Kindertagespflege in Bergisch Gladbach kämpft ums Überleben – warum Eltern wegbleiben
Klaus-Günter SölzerKindertagespflege in Bergisch Gladbach kämpft ums Überleben – warum Eltern wegbleiben
Familienkindertagespflege in Bergisch Gladbach steht vor wachsenden Herausforderungen
Trotz ihrer großen Bedeutung für kleine Kinder sieht sich die Familienkindertagespflege in Bergisch Gladbach mit immer größeren Schwierigkeiten konfrontiert. Die Interessengemeinschaft Kindertagespflege Bergisch Gladbach schlägt Alarm und warnt vor der Zukunft dieses Betreuungsmodells. Angesichts sinkender Geburtenzahlen und des Ausbaus von Kita-Plätzen kämpfen viele Tagespflegepersonen damit, ihre Angebote auszulasten und wirtschaftlich stabil zu bleiben.

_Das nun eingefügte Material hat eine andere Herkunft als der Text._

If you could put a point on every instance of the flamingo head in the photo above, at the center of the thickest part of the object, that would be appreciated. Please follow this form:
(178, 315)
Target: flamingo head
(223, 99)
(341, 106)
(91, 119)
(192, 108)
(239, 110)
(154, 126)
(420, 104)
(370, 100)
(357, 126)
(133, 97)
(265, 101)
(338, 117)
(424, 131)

Die Familienkindertagespflege gilt seit jeher als wertvolle Alternative – besonders für Kinder unter drei Jahren. Geschätzt werden die kleinen Gruppen, die familiäre Atmosphäre und die flexiblen Betreuungszeiten. Doch viele Eltern steigen später auf Kitas um, oft aus Sorge, sonst keinen Platz zu bekommen oder unter Druck gesetzt zu werden. Dieser Trend belastet die Tagespflegekräfte zunehmend finanziell.
Aktuell bleiben in der Stadt 46 Plätze in der Kindertagespflege für das kommende Jahr unbesetzt. Fachkräfte befürchten, dass sich diese Zahl bis zum Sommer noch erhöhen könnte, da viele Kitas ihre Belegungsplanung noch nicht abgeschlossen haben. Einige Eltern berichten, sie fühlten sich gedrängt, ihre Kinder früher als geplant umzumelden – für die Tagespflegepersonen bedeutet das plötzliche Einnahmeausfälle.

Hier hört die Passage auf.